RMIT University Vietnam has awarded 110 scholarships with a value of 32 billion VND ($1.3 million) to prospective and current students at recent scholarship awards ceremonies at its Saigon South and Hanoi campuses.
The scholarships, which are allocated across nine categories and cover 100, 50 and 25 per cent of tuition fees, are offered in a variety of subject areas, including business, communication, creative fields and technology.
RMIT Vietnam President Professor Gael McDonald said that the University’s annual scholarship program is part of its effort to give back to both te country and the broader community.
“RMIT Vietnam operates under a not-for-profit model, with profits remaining in Vietnam and reinvested back into the University by presenting scholarships, improving teaching facilities and sharing teaching methodologies with local universities,” Professor McDonald said. “The 32 billion VND worth of scholarships awarded this year has added to the 270 billion VND in scholarships awarded over the last 17 years.”

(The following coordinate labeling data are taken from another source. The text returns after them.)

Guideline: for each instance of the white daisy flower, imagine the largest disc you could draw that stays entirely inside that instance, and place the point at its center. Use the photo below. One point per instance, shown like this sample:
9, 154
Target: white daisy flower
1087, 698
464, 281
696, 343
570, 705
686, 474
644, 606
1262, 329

Professor McDonald believes that this year’s scholarship winners will become change-makers and innovators who will give back to their communities, just like previous recipients.
“Our scholarship winners all have one thing in common: they embody RMIT’s values of passion, impact, inclusion, agility, courage and imagination,” Professor McDonald said. “These are the values that we look for, and they are the very values that will help our students make a memorable impact.”
Of the 868 students who applied this year, only 110 were able to meet or exceed the standards of the tough scholarship selection process, Professor McDonald added.
At the ceremony held at the Saigon South campus, Bachelor of Design Studies student Ngo Viet Dung shared his feelings of honour and excitement while being awarded the most prestigious scholarship at RMIT Vietnam – the President’s Scholar Award.
“I am so excited to immerse myself in such a multi-cultural environment where I can be more open-minded and enjoy student life to the fullest,” said Dung, who decided to switch to a creative program after undertaking an English Teaching degree at another university for two years.
“I believe RMIT is an environment most suitable for the accumulation of knowledge, which will help me climb up the career ladder, as my goal is to work with international artists and join the movement of designers who are making Vietnamese designs more popular around the world.”